Bring your whole toolbox, and kill your priors

I’m a DFID economist, working out of a public policy school, so Rachel Glennerster’s superb keynote presentation was like catnip to me. She talked about turning research into policy impact, a production function of sorts that remains something of a black box, despite being the presumed intention of all social science (as Rachel asked – if we’re not trying to change things, then why the hell are we here?).

There aren’t many economists better placed to talk about this: her research pedigree is well-established, but she’s done time at HMT, the IMF and now DFID; her presentation well-reflected her experience. A lot of what she discussed focused on those margins of communication and engagement that don’t have a very direct return on the research incentives of an academic economist – things like repetition of the message (you don’t change minds with a single presentation); good use of descriptive data; focus on the broader literature and not just one’s own paper; and engaging in the language of policy rather than academia.
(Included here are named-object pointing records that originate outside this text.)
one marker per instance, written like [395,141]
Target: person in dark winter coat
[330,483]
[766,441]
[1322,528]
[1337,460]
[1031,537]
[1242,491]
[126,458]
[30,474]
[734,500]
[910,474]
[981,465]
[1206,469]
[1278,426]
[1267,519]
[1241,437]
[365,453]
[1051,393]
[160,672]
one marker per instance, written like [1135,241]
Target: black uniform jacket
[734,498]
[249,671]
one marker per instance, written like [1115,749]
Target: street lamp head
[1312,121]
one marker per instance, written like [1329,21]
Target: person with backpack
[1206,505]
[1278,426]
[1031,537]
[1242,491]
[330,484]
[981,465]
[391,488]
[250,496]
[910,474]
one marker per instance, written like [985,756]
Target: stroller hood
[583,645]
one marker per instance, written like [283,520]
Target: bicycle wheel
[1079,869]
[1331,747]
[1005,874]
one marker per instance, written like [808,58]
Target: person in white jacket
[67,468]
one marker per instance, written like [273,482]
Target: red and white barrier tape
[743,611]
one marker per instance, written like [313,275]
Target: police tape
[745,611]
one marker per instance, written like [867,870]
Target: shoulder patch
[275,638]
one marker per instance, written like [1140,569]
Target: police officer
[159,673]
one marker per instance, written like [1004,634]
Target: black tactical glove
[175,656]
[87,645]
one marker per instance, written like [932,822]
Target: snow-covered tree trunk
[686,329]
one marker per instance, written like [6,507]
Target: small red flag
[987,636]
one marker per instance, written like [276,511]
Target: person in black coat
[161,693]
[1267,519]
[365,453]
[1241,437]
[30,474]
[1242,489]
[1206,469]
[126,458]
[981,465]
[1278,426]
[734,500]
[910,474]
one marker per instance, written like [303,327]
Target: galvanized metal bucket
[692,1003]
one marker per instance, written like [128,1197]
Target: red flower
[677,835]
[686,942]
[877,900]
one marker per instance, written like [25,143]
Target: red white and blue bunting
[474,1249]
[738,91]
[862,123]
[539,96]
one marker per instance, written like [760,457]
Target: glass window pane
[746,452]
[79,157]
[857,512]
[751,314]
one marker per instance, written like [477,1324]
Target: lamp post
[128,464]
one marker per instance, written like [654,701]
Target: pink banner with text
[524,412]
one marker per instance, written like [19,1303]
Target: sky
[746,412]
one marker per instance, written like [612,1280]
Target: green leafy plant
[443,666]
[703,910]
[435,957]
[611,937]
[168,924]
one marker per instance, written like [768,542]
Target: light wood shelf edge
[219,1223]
She located her advice in a behavioural theory of research uptake by policy makers – something like quasi-hyperbolic discounting, with up front costs looming very much higher than substantial long-run benefits. More subtly, she was also appealing to the intrinsic motivation of researchers: much of the implied gain to better engagement from researchers was about using evidence to make the world better, at least in the dimension your research covers. (She did point out the research returns to gaining the trust of a policy partner, too).

Coming from a policy background, I loved Rachel’s suggestions. My inner geek rejoices when a presenter at DFID spends 15 slides on identification, but I know they’ve lost the room before they get to their results; and my experience is that good descriptives and a strong story often carry more weight than a poorly explained or contextualised causal estimate. If researchers listen to her, I’m pretty confident policy makers will listen more to researchers.

But in discussion with some of the people who commission research for DFID, they’ve surprisingly often pushed back at the idea that academics should be the people fighting for policy change. The skills required to have great policy impact and to be a great researcher don’t often overlap (though they sometimes do – as with Rachel). So perhaps this is a conversation crying out for an interpreter? More specialisation might not be the answer, but surely that job of translating good research into the language of politics and policy is or should be the central job of good think tanks. In any case, I am very much in favour of more direct contact between researchers and policy makers. It doesn’t just improve research uptake, but also the questions we choose to ask.

On that note, before I started my career break from DFID, I spent a lot of time discussing what the right questions were if we wanted to investigate what is holding back job creation in productive activities in Africa, and in the afternoon, Francis Teal presented his take on it. It was a fantastic presentation, not least because he started it by explaining that the results he would present completely contradicted previous research he did. It smashed my priors, too: I went in expecting him to tell us there was a bargaining/rent sharing explanation for the high wages paid by large firms in Africa, but the story turns out to be much more complex, and at root one about the scarcity, and marginal return, of capital. I can’t do justice to the research here, partly because I will be digesting it for some time, but anyone interested in the topic should read it.